When kids get their feelings hurt, parents get involved.
When the lunch menu at school changes unexpectedly, parents get involved.
When a child doesn’t get to play as much as others on their team, parents get involved.
When a kid is punished at school for bad behavior, parents get involved.
When kids have disagreements, parents get involved.
When a kid makes bad grades on a report card, parents get involved.
When a child has lots of homework to complete, parents get involved.
When kids attempt a difficult challenge, parents get involved.
For the love! Where in the scheme of things does personal responsibility come into play? How do kids learn to roll with the punches? How do kids learn conflict resolution? How do kids learn to accept failure and strive to try again? How do kids learn to handle rejection? How do kids grow to accomplish their goals? When we try to shield our kids from every disappointment or difficulty, we create a cushioned little world for them to live in.
The problem is, the adult world isn’t soft. Life is hard. It’s filled with rejection – from potential jobs, potential dates, potential dreams. It’s laced with adversity – disease, broken relationships, and tragedy are all part of the package. Isn’t it better for our kids to learn to deal with difficult peers when they’re five than when they’re twenty-five? Isn’t it better to learn the heartbreak of rejection when kids are picking teams on the ball field than when they get turned down for their dream job?
By the time our kids reach adulthood, they should be well versed in adjusting their plans and goals, dealing with people who treat them poorly, and confronting challenges. When Claire goes off to college, she should be a problem-solving champion, not a novice. When we don’t allow our kids to struggle through their problems – when we insist on rescuing them over and over again – we are setting them up for failure.
I recently read an article about how we stunt our children from reaching their potential as leaders. It is excellent and definitely worth the read. Here’s an excerpt.

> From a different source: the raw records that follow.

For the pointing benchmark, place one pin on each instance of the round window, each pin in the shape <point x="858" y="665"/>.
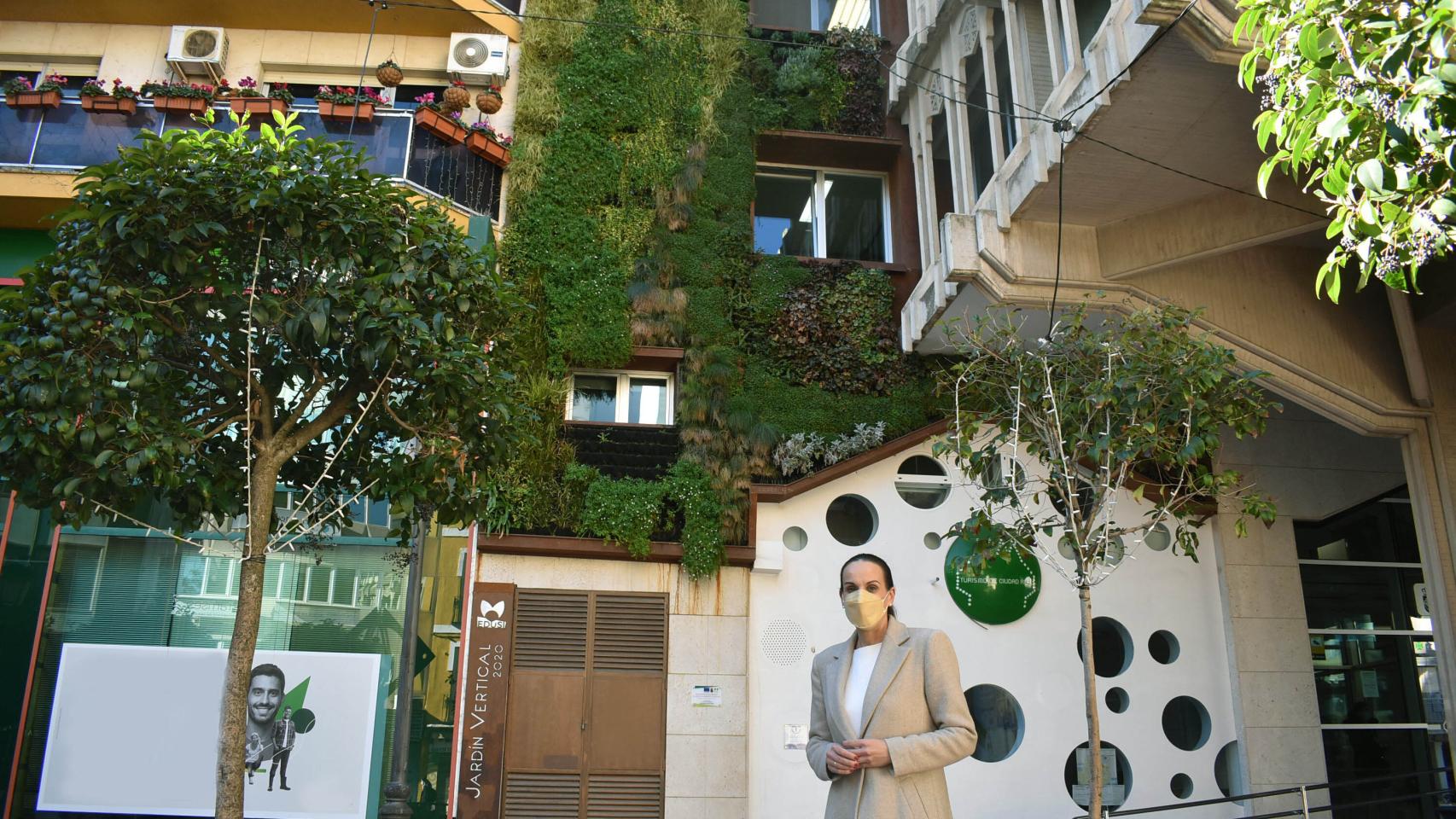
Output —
<point x="1117" y="775"/>
<point x="795" y="538"/>
<point x="1111" y="646"/>
<point x="922" y="482"/>
<point x="1185" y="723"/>
<point x="1181" y="786"/>
<point x="1117" y="700"/>
<point x="999" y="722"/>
<point x="1158" y="538"/>
<point x="851" y="520"/>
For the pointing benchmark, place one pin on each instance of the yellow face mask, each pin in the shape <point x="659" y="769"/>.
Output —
<point x="864" y="608"/>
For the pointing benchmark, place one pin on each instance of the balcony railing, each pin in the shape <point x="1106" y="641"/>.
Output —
<point x="70" y="138"/>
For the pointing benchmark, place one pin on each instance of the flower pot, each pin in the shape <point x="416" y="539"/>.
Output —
<point x="108" y="105"/>
<point x="34" y="99"/>
<point x="389" y="76"/>
<point x="488" y="102"/>
<point x="486" y="148"/>
<point x="262" y="105"/>
<point x="447" y="128"/>
<point x="455" y="98"/>
<point x="351" y="111"/>
<point x="183" y="103"/>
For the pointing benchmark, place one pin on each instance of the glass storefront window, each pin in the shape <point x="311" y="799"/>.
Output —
<point x="1361" y="596"/>
<point x="149" y="591"/>
<point x="1375" y="678"/>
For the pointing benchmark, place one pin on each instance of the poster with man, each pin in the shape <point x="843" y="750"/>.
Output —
<point x="313" y="734"/>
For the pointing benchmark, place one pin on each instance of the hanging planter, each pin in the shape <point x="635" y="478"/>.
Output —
<point x="485" y="142"/>
<point x="119" y="99"/>
<point x="185" y="98"/>
<point x="456" y="96"/>
<point x="20" y="93"/>
<point x="490" y="101"/>
<point x="440" y="124"/>
<point x="389" y="74"/>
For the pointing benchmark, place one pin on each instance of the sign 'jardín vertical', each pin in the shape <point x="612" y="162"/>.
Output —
<point x="485" y="687"/>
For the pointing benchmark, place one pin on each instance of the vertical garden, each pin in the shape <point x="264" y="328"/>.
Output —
<point x="631" y="224"/>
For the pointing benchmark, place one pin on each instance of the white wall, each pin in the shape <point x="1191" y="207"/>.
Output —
<point x="1035" y="658"/>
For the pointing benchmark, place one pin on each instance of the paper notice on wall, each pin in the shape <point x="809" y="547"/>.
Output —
<point x="708" y="695"/>
<point x="1111" y="794"/>
<point x="1369" y="684"/>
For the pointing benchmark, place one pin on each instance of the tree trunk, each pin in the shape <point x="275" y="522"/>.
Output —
<point x="233" y="722"/>
<point x="1094" y="723"/>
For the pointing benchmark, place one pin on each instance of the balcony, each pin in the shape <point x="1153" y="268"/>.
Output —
<point x="70" y="138"/>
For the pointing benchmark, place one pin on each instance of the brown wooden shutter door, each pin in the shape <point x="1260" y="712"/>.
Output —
<point x="585" y="732"/>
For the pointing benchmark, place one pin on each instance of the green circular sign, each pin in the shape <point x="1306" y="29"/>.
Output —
<point x="1000" y="592"/>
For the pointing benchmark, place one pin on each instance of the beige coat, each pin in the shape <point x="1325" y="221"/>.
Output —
<point x="916" y="705"/>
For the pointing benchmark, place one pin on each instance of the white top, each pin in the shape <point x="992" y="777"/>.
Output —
<point x="859" y="670"/>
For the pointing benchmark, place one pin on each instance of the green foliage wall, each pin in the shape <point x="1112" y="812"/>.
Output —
<point x="631" y="226"/>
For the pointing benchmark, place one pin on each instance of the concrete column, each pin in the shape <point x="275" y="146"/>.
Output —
<point x="1272" y="672"/>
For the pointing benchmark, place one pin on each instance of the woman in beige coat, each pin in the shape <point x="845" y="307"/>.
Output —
<point x="888" y="712"/>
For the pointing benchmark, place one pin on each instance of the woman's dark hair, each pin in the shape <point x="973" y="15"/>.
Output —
<point x="877" y="561"/>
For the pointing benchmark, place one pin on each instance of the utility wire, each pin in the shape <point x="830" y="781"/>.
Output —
<point x="1161" y="34"/>
<point x="746" y="38"/>
<point x="1249" y="194"/>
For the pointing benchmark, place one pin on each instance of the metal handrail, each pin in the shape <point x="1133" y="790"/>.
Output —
<point x="1302" y="790"/>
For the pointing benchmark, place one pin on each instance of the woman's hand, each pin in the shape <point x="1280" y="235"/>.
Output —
<point x="841" y="761"/>
<point x="871" y="752"/>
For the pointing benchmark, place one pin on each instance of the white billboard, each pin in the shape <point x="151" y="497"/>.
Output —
<point x="134" y="730"/>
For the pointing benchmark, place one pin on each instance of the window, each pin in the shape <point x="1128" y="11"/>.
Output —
<point x="822" y="212"/>
<point x="979" y="125"/>
<point x="1089" y="20"/>
<point x="941" y="163"/>
<point x="817" y="15"/>
<point x="1005" y="99"/>
<point x="622" y="398"/>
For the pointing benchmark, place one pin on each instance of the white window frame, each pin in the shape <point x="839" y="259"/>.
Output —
<point x="624" y="394"/>
<point x="818" y="220"/>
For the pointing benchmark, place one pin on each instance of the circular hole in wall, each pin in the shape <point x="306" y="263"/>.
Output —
<point x="999" y="722"/>
<point x="922" y="482"/>
<point x="1226" y="771"/>
<point x="1185" y="723"/>
<point x="1117" y="775"/>
<point x="1111" y="646"/>
<point x="1162" y="646"/>
<point x="1181" y="786"/>
<point x="851" y="520"/>
<point x="1158" y="538"/>
<point x="995" y="474"/>
<point x="1117" y="700"/>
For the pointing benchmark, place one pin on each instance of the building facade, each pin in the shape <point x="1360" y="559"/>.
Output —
<point x="791" y="255"/>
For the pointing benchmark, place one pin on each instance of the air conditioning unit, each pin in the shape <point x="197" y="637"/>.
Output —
<point x="198" y="51"/>
<point x="480" y="57"/>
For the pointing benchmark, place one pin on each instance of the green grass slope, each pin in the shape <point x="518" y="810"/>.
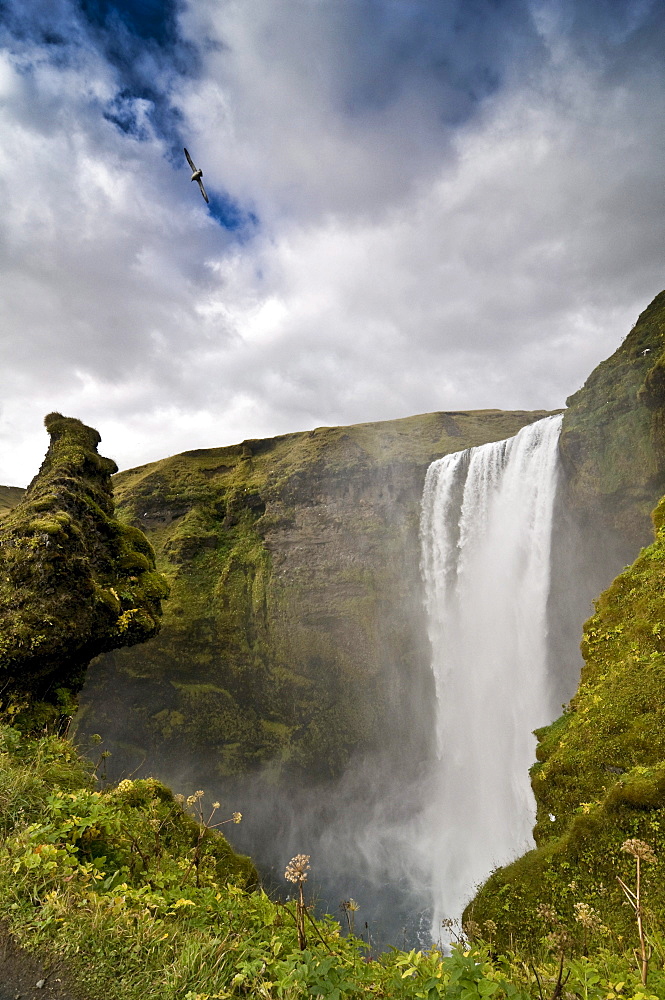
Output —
<point x="295" y="628"/>
<point x="9" y="497"/>
<point x="613" y="434"/>
<point x="73" y="579"/>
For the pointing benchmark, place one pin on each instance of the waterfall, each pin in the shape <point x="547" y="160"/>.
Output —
<point x="486" y="534"/>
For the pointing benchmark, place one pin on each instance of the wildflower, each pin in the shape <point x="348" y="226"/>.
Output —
<point x="547" y="914"/>
<point x="639" y="849"/>
<point x="297" y="868"/>
<point x="587" y="916"/>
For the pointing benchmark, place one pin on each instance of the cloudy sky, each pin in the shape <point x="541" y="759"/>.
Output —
<point x="414" y="205"/>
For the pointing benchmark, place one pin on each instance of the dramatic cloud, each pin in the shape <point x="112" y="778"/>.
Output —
<point x="414" y="206"/>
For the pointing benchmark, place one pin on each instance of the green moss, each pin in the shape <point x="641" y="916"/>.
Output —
<point x="73" y="580"/>
<point x="613" y="440"/>
<point x="293" y="565"/>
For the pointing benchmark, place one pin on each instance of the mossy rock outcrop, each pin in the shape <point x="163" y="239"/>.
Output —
<point x="74" y="580"/>
<point x="613" y="436"/>
<point x="295" y="632"/>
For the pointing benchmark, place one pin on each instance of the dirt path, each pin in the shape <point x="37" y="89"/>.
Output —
<point x="21" y="972"/>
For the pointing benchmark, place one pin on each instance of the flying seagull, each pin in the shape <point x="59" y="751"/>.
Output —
<point x="196" y="176"/>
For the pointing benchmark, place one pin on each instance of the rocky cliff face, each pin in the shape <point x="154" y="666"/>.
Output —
<point x="294" y="635"/>
<point x="73" y="580"/>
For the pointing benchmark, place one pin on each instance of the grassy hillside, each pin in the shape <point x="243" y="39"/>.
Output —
<point x="600" y="775"/>
<point x="295" y="626"/>
<point x="9" y="497"/>
<point x="130" y="894"/>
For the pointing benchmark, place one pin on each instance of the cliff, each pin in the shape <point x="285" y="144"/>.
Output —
<point x="73" y="579"/>
<point x="600" y="775"/>
<point x="294" y="634"/>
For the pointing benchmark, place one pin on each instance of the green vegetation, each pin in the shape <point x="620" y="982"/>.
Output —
<point x="600" y="775"/>
<point x="9" y="497"/>
<point x="142" y="900"/>
<point x="73" y="580"/>
<point x="294" y="627"/>
<point x="613" y="435"/>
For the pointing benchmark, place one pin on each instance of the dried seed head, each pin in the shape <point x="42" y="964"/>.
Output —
<point x="297" y="868"/>
<point x="639" y="849"/>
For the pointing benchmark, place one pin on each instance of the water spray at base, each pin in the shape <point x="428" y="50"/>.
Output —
<point x="486" y="529"/>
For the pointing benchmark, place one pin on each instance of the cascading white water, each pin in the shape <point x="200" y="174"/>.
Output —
<point x="486" y="529"/>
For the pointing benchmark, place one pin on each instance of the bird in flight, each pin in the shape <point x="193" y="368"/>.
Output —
<point x="196" y="176"/>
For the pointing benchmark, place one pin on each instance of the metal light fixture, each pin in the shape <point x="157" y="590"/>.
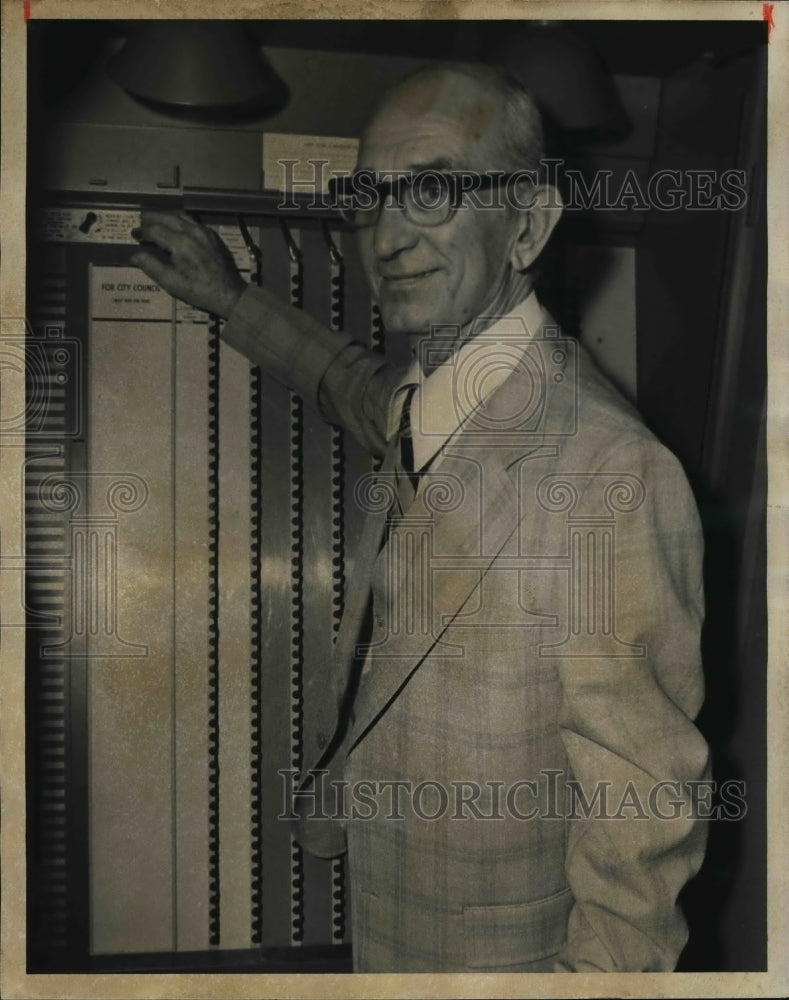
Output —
<point x="565" y="77"/>
<point x="205" y="69"/>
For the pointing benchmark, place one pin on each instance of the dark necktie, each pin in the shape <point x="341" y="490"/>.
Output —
<point x="406" y="441"/>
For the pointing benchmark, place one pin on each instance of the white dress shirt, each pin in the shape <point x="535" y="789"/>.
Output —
<point x="459" y="388"/>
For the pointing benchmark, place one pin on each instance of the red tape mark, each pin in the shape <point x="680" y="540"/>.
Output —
<point x="767" y="15"/>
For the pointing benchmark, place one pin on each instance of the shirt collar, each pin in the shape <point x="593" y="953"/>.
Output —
<point x="445" y="399"/>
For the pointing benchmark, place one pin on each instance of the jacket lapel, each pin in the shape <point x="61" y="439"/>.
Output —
<point x="454" y="540"/>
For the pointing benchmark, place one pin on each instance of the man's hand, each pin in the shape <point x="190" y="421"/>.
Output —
<point x="189" y="261"/>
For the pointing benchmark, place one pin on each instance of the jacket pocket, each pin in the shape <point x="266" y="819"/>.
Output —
<point x="516" y="933"/>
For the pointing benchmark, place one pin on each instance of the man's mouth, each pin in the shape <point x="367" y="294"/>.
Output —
<point x="397" y="279"/>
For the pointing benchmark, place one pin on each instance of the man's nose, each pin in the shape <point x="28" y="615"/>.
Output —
<point x="393" y="231"/>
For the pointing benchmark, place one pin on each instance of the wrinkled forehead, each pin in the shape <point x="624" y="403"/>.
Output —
<point x="440" y="117"/>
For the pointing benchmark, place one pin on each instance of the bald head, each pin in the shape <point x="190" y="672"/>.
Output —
<point x="497" y="120"/>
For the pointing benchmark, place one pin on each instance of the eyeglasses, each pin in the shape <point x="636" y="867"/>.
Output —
<point x="428" y="197"/>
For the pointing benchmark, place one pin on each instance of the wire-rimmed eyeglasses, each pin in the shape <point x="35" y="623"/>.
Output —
<point x="428" y="197"/>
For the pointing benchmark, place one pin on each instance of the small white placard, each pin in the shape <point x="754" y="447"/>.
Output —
<point x="89" y="225"/>
<point x="289" y="161"/>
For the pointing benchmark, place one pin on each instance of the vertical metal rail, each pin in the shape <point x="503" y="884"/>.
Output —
<point x="337" y="304"/>
<point x="213" y="635"/>
<point x="255" y="652"/>
<point x="297" y="591"/>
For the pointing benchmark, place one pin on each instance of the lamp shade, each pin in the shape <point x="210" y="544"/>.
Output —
<point x="564" y="75"/>
<point x="195" y="65"/>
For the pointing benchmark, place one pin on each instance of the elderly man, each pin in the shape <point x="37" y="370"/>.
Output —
<point x="511" y="765"/>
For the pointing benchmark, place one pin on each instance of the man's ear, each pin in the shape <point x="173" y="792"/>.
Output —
<point x="535" y="224"/>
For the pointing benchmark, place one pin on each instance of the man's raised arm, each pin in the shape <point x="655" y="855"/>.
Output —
<point x="347" y="383"/>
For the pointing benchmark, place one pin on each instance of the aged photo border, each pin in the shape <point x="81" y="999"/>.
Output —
<point x="14" y="981"/>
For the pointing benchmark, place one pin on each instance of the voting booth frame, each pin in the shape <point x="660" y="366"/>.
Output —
<point x="189" y="534"/>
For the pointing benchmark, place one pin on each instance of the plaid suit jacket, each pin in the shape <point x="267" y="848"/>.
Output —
<point x="517" y="751"/>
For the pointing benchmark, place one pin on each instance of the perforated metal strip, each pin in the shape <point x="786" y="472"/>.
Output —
<point x="213" y="636"/>
<point x="296" y="478"/>
<point x="337" y="302"/>
<point x="255" y="652"/>
<point x="47" y="595"/>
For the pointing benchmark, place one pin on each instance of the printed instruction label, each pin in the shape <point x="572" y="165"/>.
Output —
<point x="305" y="175"/>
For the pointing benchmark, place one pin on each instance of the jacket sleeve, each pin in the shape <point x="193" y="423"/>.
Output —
<point x="627" y="728"/>
<point x="347" y="383"/>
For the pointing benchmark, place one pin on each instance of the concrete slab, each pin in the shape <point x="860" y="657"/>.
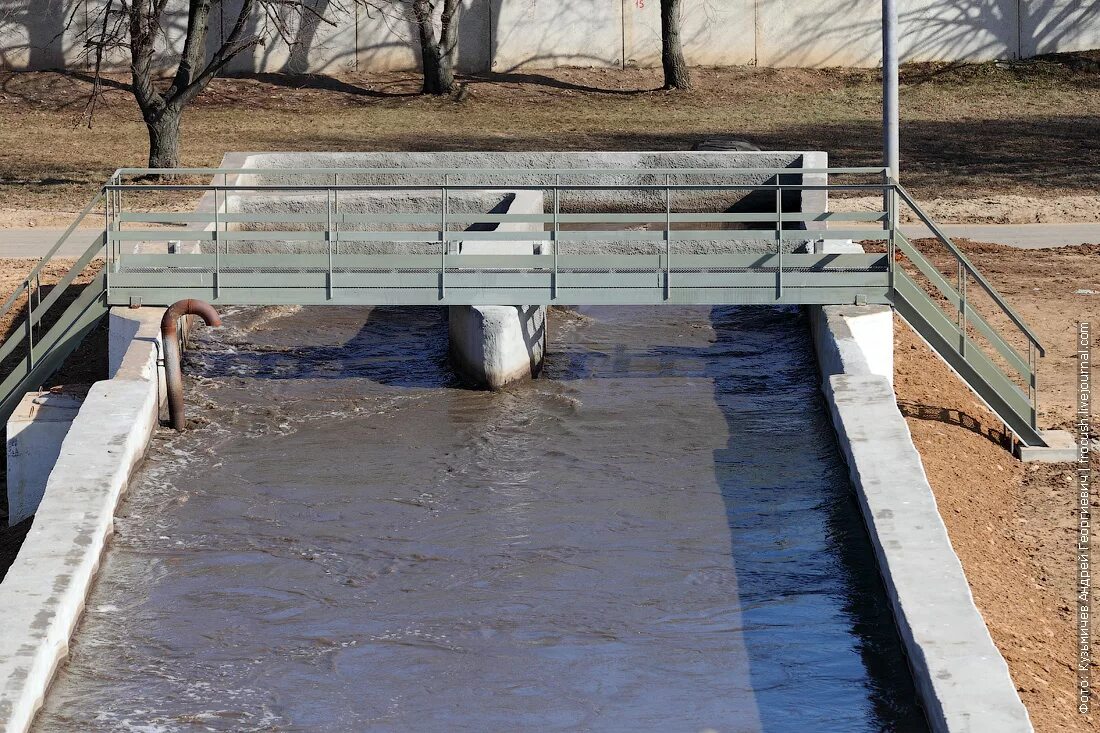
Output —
<point x="42" y="595"/>
<point x="35" y="433"/>
<point x="963" y="679"/>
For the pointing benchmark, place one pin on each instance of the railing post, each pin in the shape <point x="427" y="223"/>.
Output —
<point x="553" y="234"/>
<point x="961" y="318"/>
<point x="668" y="236"/>
<point x="217" y="248"/>
<point x="1033" y="382"/>
<point x="108" y="243"/>
<point x="779" y="238"/>
<point x="30" y="328"/>
<point x="890" y="207"/>
<point x="442" y="238"/>
<point x="328" y="241"/>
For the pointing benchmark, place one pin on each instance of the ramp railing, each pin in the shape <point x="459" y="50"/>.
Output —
<point x="483" y="237"/>
<point x="53" y="324"/>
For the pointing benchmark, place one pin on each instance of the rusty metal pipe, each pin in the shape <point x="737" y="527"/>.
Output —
<point x="169" y="337"/>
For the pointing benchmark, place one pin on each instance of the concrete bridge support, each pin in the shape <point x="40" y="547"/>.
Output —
<point x="494" y="346"/>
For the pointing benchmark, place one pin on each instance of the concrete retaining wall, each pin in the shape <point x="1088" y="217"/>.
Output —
<point x="503" y="35"/>
<point x="42" y="595"/>
<point x="963" y="679"/>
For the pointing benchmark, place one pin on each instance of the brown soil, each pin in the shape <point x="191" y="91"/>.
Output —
<point x="986" y="130"/>
<point x="1012" y="524"/>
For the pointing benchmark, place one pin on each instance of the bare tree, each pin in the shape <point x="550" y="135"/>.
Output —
<point x="437" y="51"/>
<point x="135" y="28"/>
<point x="677" y="75"/>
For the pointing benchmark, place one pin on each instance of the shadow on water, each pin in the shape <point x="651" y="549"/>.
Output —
<point x="820" y="558"/>
<point x="381" y="350"/>
<point x="768" y="491"/>
<point x="816" y="624"/>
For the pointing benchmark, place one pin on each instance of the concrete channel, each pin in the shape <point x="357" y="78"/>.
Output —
<point x="960" y="677"/>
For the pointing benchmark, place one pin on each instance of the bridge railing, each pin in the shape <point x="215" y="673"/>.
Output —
<point x="453" y="237"/>
<point x="619" y="231"/>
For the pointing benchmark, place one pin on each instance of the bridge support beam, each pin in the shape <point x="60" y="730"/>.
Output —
<point x="494" y="346"/>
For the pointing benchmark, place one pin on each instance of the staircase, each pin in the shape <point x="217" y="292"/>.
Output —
<point x="943" y="313"/>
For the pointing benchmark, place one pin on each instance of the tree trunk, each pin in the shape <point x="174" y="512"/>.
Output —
<point x="437" y="54"/>
<point x="164" y="139"/>
<point x="677" y="75"/>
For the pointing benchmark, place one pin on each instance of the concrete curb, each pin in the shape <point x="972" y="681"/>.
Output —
<point x="960" y="676"/>
<point x="43" y="594"/>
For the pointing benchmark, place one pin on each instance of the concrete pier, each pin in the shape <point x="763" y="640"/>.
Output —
<point x="494" y="346"/>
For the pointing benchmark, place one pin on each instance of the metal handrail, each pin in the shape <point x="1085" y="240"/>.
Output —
<point x="528" y="172"/>
<point x="970" y="269"/>
<point x="50" y="254"/>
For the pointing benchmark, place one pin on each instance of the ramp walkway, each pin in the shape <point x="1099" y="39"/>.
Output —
<point x="708" y="236"/>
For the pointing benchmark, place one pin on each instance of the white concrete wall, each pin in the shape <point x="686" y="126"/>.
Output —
<point x="504" y="35"/>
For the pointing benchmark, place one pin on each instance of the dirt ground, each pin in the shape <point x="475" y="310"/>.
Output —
<point x="1004" y="141"/>
<point x="1012" y="524"/>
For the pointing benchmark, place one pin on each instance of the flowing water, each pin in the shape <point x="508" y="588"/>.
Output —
<point x="657" y="535"/>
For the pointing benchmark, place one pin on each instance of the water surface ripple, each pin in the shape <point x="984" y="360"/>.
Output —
<point x="658" y="535"/>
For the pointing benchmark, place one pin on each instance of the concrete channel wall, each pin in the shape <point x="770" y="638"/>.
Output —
<point x="963" y="679"/>
<point x="502" y="35"/>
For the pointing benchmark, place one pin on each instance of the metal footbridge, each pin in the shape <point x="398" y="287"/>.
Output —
<point x="535" y="237"/>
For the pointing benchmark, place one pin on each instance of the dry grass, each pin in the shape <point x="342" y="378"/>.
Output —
<point x="1026" y="128"/>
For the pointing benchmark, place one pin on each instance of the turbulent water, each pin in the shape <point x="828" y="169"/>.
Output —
<point x="657" y="535"/>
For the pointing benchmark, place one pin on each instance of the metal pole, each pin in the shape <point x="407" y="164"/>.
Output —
<point x="890" y="141"/>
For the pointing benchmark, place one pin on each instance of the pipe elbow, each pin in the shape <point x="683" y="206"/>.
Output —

This may sound harsh, but rescuing and over-indulging our children is one of the most insidious forms of child abuse. It’s “parenting for the short-term” and it sorely misses the point of leadership—to equip our young people to do it without help. Just like muscles atrophy inside of a cast due to disuse, their social, emotional, spiritual and intellectual muscles can shrink because they’re not exercised.
As difficult as it is for me to watch Claire struggle through something that challenges her, I know the reward will be great. There is nothing quite as sweet as watching the look of triumph on her face when she accomplishes something that she didn’t think she could. My job as her mother is to teach her to meet adversity – head on, with courage, and with grace. Each time I do this, I am giving her the opportunity for growth, and I get an opportunity to catch a glimpse of the courageous woman she will become.